Search code examples
pythoncachingpytestfixtures

Use a pytest fixture to download data once, but use new copies for each test


I have test code that downloads a set of images, does some processing on them, and asserts that the processing worked as expected:

@pytest.fixture
def image_dir(tmp_path):
    test_imgs = [
        # ... list of img URLs
    ]
    for idx, im_url in enumerate(test_imgs):
        urllib.request.urlretrieve(im_url, tmp_path / f"{idx}.png")
    yield tmp_path

def test_op_A(image_dir: Path):
    for im_path in image_dir.iterdir():
        # load the image
        # modify the image
        # save the image back to disk

    # assert that the modification worked as expected

def test_op_B(image_dir: Path):
    for im_path in image_dir.iterdir():
        # load the image
        # modify the image
        # save the image back to disk

    # assert that the modification worked as expected

# ... more tests with a similar format

This works but is incredibly slow. I suspect that this is because the images are downloaded anew for each test.

Is there a clean way to create the temporary directory once, cache it, and use a copy of the directory for each test?
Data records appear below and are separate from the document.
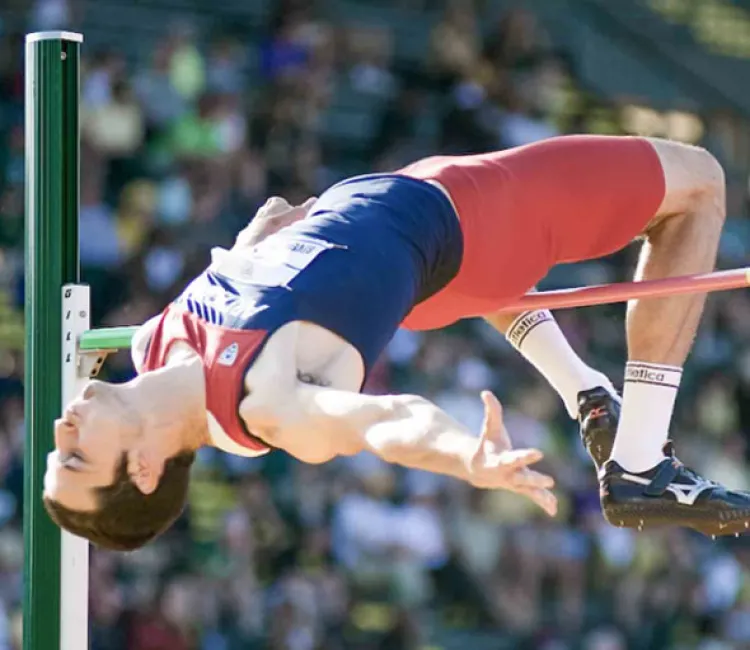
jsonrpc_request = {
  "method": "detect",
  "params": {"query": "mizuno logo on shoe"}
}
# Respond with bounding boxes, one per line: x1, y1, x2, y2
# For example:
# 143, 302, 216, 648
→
620, 473, 716, 506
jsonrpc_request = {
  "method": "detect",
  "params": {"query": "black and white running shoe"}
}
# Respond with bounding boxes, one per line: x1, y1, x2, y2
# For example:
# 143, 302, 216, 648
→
578, 387, 620, 472
599, 442, 750, 537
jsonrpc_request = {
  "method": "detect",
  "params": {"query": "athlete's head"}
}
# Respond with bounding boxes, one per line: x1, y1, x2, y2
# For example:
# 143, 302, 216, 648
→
43, 380, 194, 551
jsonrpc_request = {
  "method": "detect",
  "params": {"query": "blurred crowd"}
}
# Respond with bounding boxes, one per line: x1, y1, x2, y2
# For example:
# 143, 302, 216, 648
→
0, 0, 750, 650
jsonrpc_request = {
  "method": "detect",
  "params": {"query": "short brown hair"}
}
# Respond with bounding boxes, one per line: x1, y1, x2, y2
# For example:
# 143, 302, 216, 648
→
44, 452, 195, 551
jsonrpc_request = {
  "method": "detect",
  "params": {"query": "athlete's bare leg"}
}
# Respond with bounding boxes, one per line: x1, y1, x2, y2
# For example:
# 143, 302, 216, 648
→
612, 140, 726, 472
485, 310, 616, 418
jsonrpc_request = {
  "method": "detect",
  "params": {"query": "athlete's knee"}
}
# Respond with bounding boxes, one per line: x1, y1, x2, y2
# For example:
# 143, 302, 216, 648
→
649, 139, 726, 230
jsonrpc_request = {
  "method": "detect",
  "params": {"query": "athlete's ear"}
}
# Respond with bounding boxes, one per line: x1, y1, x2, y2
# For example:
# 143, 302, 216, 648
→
128, 446, 165, 495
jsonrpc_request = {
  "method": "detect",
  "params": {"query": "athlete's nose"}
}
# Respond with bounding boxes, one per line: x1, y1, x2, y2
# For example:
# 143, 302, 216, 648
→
55, 420, 78, 455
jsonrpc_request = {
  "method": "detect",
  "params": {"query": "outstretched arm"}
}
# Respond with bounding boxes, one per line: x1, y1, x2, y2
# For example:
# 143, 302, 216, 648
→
271, 385, 557, 515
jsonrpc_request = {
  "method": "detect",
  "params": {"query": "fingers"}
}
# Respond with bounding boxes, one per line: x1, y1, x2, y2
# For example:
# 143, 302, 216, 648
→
481, 390, 511, 450
498, 449, 544, 471
510, 469, 555, 488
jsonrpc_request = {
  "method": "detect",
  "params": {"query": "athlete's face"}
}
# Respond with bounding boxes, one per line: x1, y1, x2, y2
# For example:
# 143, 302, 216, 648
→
44, 381, 138, 511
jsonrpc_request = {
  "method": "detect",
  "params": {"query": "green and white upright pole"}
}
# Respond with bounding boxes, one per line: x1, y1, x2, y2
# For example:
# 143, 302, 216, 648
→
23, 32, 89, 650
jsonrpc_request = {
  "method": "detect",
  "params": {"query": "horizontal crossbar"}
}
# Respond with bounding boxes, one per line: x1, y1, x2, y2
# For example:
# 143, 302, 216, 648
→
78, 268, 750, 352
78, 327, 138, 352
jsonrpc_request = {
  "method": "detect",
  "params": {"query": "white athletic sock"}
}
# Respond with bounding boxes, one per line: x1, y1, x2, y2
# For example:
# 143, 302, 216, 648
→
612, 361, 682, 473
505, 309, 616, 419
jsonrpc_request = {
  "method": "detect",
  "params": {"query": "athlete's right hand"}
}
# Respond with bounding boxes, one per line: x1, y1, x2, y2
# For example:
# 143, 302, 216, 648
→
469, 391, 557, 516
234, 196, 317, 248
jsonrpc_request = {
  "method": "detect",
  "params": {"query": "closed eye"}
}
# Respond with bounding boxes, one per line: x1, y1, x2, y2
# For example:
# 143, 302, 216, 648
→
61, 451, 83, 472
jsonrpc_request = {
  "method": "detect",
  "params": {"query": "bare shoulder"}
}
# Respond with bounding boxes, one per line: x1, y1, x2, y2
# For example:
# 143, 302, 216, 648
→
645, 138, 725, 217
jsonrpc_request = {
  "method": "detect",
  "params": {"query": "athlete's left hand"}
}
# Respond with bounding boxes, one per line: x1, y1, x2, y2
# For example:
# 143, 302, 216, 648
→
470, 391, 557, 516
234, 196, 317, 248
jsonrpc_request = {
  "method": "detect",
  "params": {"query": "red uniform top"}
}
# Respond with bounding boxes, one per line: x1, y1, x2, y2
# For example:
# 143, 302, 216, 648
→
399, 135, 665, 329
142, 305, 269, 456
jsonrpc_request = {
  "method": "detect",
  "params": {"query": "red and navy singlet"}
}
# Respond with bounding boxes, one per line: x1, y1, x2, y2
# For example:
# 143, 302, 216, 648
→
143, 174, 463, 453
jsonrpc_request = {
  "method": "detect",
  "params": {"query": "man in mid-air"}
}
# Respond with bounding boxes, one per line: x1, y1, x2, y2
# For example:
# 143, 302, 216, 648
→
44, 136, 750, 550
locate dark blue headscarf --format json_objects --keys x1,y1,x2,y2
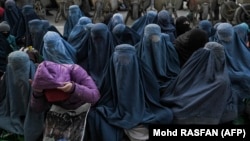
[
  {"x1": 217, "y1": 23, "x2": 250, "y2": 98},
  {"x1": 175, "y1": 28, "x2": 209, "y2": 67},
  {"x1": 68, "y1": 16, "x2": 92, "y2": 49},
  {"x1": 43, "y1": 31, "x2": 77, "y2": 64},
  {"x1": 131, "y1": 10, "x2": 157, "y2": 35},
  {"x1": 135, "y1": 24, "x2": 180, "y2": 94},
  {"x1": 29, "y1": 19, "x2": 48, "y2": 52},
  {"x1": 63, "y1": 5, "x2": 84, "y2": 39},
  {"x1": 112, "y1": 24, "x2": 141, "y2": 45},
  {"x1": 79, "y1": 23, "x2": 117, "y2": 87},
  {"x1": 0, "y1": 51, "x2": 44, "y2": 141},
  {"x1": 234, "y1": 23, "x2": 249, "y2": 43},
  {"x1": 108, "y1": 13, "x2": 125, "y2": 31},
  {"x1": 198, "y1": 20, "x2": 213, "y2": 37},
  {"x1": 13, "y1": 5, "x2": 40, "y2": 47},
  {"x1": 85, "y1": 44, "x2": 173, "y2": 141},
  {"x1": 157, "y1": 10, "x2": 176, "y2": 43},
  {"x1": 4, "y1": 0, "x2": 22, "y2": 35},
  {"x1": 161, "y1": 42, "x2": 237, "y2": 124}
]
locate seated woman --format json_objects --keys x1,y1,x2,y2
[
  {"x1": 0, "y1": 51, "x2": 44, "y2": 141},
  {"x1": 161, "y1": 42, "x2": 237, "y2": 125},
  {"x1": 87, "y1": 44, "x2": 173, "y2": 141}
]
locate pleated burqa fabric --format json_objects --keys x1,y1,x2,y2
[
  {"x1": 43, "y1": 31, "x2": 77, "y2": 64},
  {"x1": 216, "y1": 23, "x2": 250, "y2": 98},
  {"x1": 13, "y1": 4, "x2": 40, "y2": 47},
  {"x1": 63, "y1": 5, "x2": 84, "y2": 40},
  {"x1": 78, "y1": 23, "x2": 117, "y2": 88},
  {"x1": 161, "y1": 42, "x2": 237, "y2": 125},
  {"x1": 0, "y1": 51, "x2": 44, "y2": 141},
  {"x1": 135, "y1": 24, "x2": 180, "y2": 94},
  {"x1": 131, "y1": 11, "x2": 157, "y2": 35},
  {"x1": 112, "y1": 24, "x2": 141, "y2": 45},
  {"x1": 88, "y1": 44, "x2": 173, "y2": 141},
  {"x1": 157, "y1": 10, "x2": 176, "y2": 43},
  {"x1": 4, "y1": 0, "x2": 22, "y2": 35},
  {"x1": 67, "y1": 16, "x2": 92, "y2": 49}
]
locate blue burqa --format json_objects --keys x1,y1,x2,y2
[
  {"x1": 43, "y1": 31, "x2": 77, "y2": 64},
  {"x1": 0, "y1": 51, "x2": 44, "y2": 141},
  {"x1": 131, "y1": 11, "x2": 157, "y2": 35},
  {"x1": 63, "y1": 5, "x2": 84, "y2": 40},
  {"x1": 78, "y1": 23, "x2": 117, "y2": 87},
  {"x1": 135, "y1": 24, "x2": 180, "y2": 92},
  {"x1": 4, "y1": 0, "x2": 22, "y2": 35},
  {"x1": 161, "y1": 42, "x2": 237, "y2": 125},
  {"x1": 68, "y1": 16, "x2": 92, "y2": 49},
  {"x1": 157, "y1": 10, "x2": 176, "y2": 43},
  {"x1": 87, "y1": 44, "x2": 173, "y2": 141},
  {"x1": 112, "y1": 24, "x2": 141, "y2": 45},
  {"x1": 216, "y1": 23, "x2": 250, "y2": 98}
]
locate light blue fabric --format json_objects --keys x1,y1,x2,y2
[
  {"x1": 135, "y1": 24, "x2": 180, "y2": 92},
  {"x1": 198, "y1": 20, "x2": 213, "y2": 37},
  {"x1": 0, "y1": 51, "x2": 44, "y2": 141},
  {"x1": 108, "y1": 13, "x2": 125, "y2": 31},
  {"x1": 68, "y1": 16, "x2": 92, "y2": 49},
  {"x1": 234, "y1": 23, "x2": 249, "y2": 43},
  {"x1": 157, "y1": 10, "x2": 176, "y2": 43},
  {"x1": 131, "y1": 11, "x2": 157, "y2": 35},
  {"x1": 43, "y1": 31, "x2": 77, "y2": 64},
  {"x1": 63, "y1": 5, "x2": 84, "y2": 39},
  {"x1": 217, "y1": 23, "x2": 250, "y2": 98},
  {"x1": 161, "y1": 42, "x2": 237, "y2": 125}
]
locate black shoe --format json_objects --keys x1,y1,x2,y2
[{"x1": 46, "y1": 11, "x2": 53, "y2": 16}]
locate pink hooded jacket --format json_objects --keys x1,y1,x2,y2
[{"x1": 31, "y1": 61, "x2": 100, "y2": 111}]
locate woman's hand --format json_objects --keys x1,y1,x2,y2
[
  {"x1": 29, "y1": 79, "x2": 43, "y2": 93},
  {"x1": 57, "y1": 82, "x2": 73, "y2": 93}
]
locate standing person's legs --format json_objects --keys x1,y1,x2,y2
[{"x1": 80, "y1": 0, "x2": 93, "y2": 17}]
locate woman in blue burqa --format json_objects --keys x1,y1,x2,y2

This way each test can modify the images as desired, without influencing the other tests and while remaining performant.


Solution

  • So a possible solution to achieve this would make use of pytest_sessionstart and pytest_sessionfinish. We will also use a fixture in order to copy files over.

    A general break down of the flow we hope to achieve is the following:

    1. Download the necessary files before test collection
    2. Have the fixture copy the necessary files to a temporary location
    3. After the tests complete, delete the files from the cached location

    Place the following two hooks in your conftest.py in the root directory where your tests reside.

    from pathlib import Path
    from tempfile import TemporaryDirectory
    
    def pytest_sessionstart(session):
        test_imgs = [
            # ... list of img URLs
        ]
        td = TemporaryDirectory()
        tmp_path = Path(td.name)
    
        for idx, im_url in enumerate(test_imgs):
            urllib.request.urlretrieve(im_url, tmp_path / f"{idx}.png")
    
        session.__IMAGE_CACHE = tmp_path
    
    
    def pytest_sessionfinish(session, exitstatus):
        # remove the cached images
        session.__IMAGE_CACHE.cleanup()
    

    Now that we have the images cached in a location, we can have our fixture copy them over for every test instead of having to download them.

    from shutil import copytree
    
    @pytest.fixture
    def image_dir(tmp_path, request):
        session = request.session
        # copy the data from our cache to the temp location for the test
        copytree(session.__IMAGE_CACHE, tmp_path)
        yield tmp_path